Sawyer agrees that downtown patrons should feel safe when they visit the area and said a greater police presence there could help curb panhandling. “The city needs a trained police force in downtown,” she said, not simply to arrest those begging for change and cram more people into already overcrowded jails, but to address the issues that may arise from their begging.

“This is an ordinance-based PR campaign,” Sawyer said, citing Pottinger vs. the city of Miami, the 1998 ACLU lawsuit that now prevents police from arresting homeless people engaged in “life-sustaining conduct” on public property.
Bru said the ordinance is based on a 1993 Fort Lauderdale law banning panhandlers from some tourist areas. The 11th U.S. Circuit Court of Appeals in Atlanta upheld that ordinance, provided there are other areas in the city where panhandling is permitted. That controversial law set a legal precedent for pushing beggars out of tourist-heavy areas and, as Spence-Jones suggested, only shifted the problem to other neighborhoods.

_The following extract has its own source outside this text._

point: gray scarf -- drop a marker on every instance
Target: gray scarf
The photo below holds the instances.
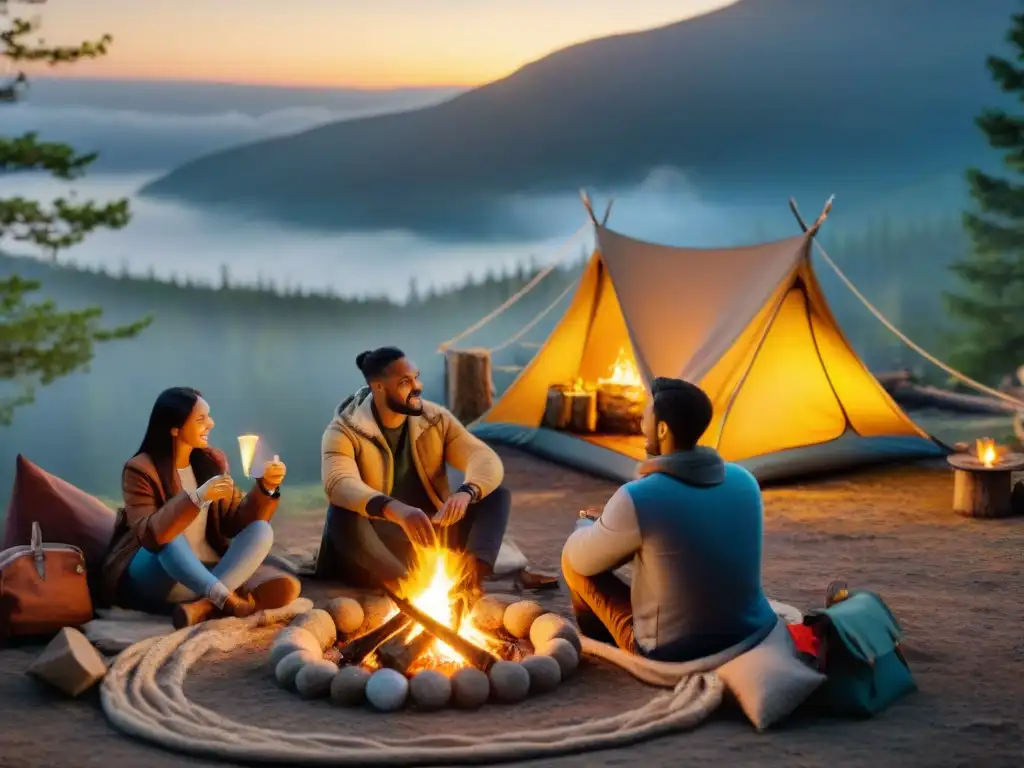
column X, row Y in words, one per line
column 701, row 466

For example, the St. Petersburg City Council banned aggressive panhandling citywide in 1997. In January this year, that City Council used the Fort Lauderdale ordinance as justification to expand its own panhandler-free downtown zone.

Through a panhandler’s eyes

Walking the streets of downtown Miami, it is clear what Sawyer meant about a PR campaign — the ordinance will lessen the appearance of a problem rather than provide a solution.

Many panhandlers quietly stand outside of big-name pharmacies and shops with heavy foot traffic. Some just mumble to themselves. One man in relatively clean clothes asked patrons of the CVS pharmacy on the corner of Flagler Street for money so quietly that they did not even turn their heads in recognition that they were spoken to. He illustrates the conundrum the city faces. People have a choice whether to even acknowledge a panhandler’s existence. When asked if he was panhandling, the man said “no, ma’am” and hurried away.

One woman outside of a Walgreens stood swaying and mumbling to herself unintelligibly. Shrouded in dark glasses, she smoked a cigarette, never making eye contact with patrons. No one volunteered their money.

“They’re quiet people. They just ask for money,” said Edgard Luna, president of Electroland Inc., an electronics shop located at 223 E. Flagler St. He echoed the sentiment of several other downtown business owners who say they have never had a problem with panhandlers.

“They [panhandle] because of old age, [addiction to] drugs; a lot of these people lost their minds,” Tasco said. “The state don’t do nothing for your mind.”

He admits that some people do take advantage. He recounted the story of one professional panhandler who played what he calls “blind games.”

“He pretended like he was blind when he wasn’t, and he was out here begging,” Tasco said. “Then he lost his leg. They cut off his leg because of diabetes,” he said, motioning to the top of his own thigh just below the hip. “Then I told him, ‘Now you got to be out here even more.’” Tasco said he hasn’t seen the man in two months, and that he was surely dead.

Tasco was not aware of the city’s proposed panhandling law, but it didn’t surprise or concern him.

“There was a suit against the city. It’s unconstitutional — it’s our civil liberties,” Tasco said. “I can talk to anyone, as long as I’m polite,” which includes asking for money, he said. “Not if someone is harassing someone. Then it is illegal, and should be illegal. Not if people are eating dinner. You don’t come up to them when they’re eating dinner. I hope they do go through with it. Then there will be another suit against the city, and someone will have to bring us each a thousand dollars again.”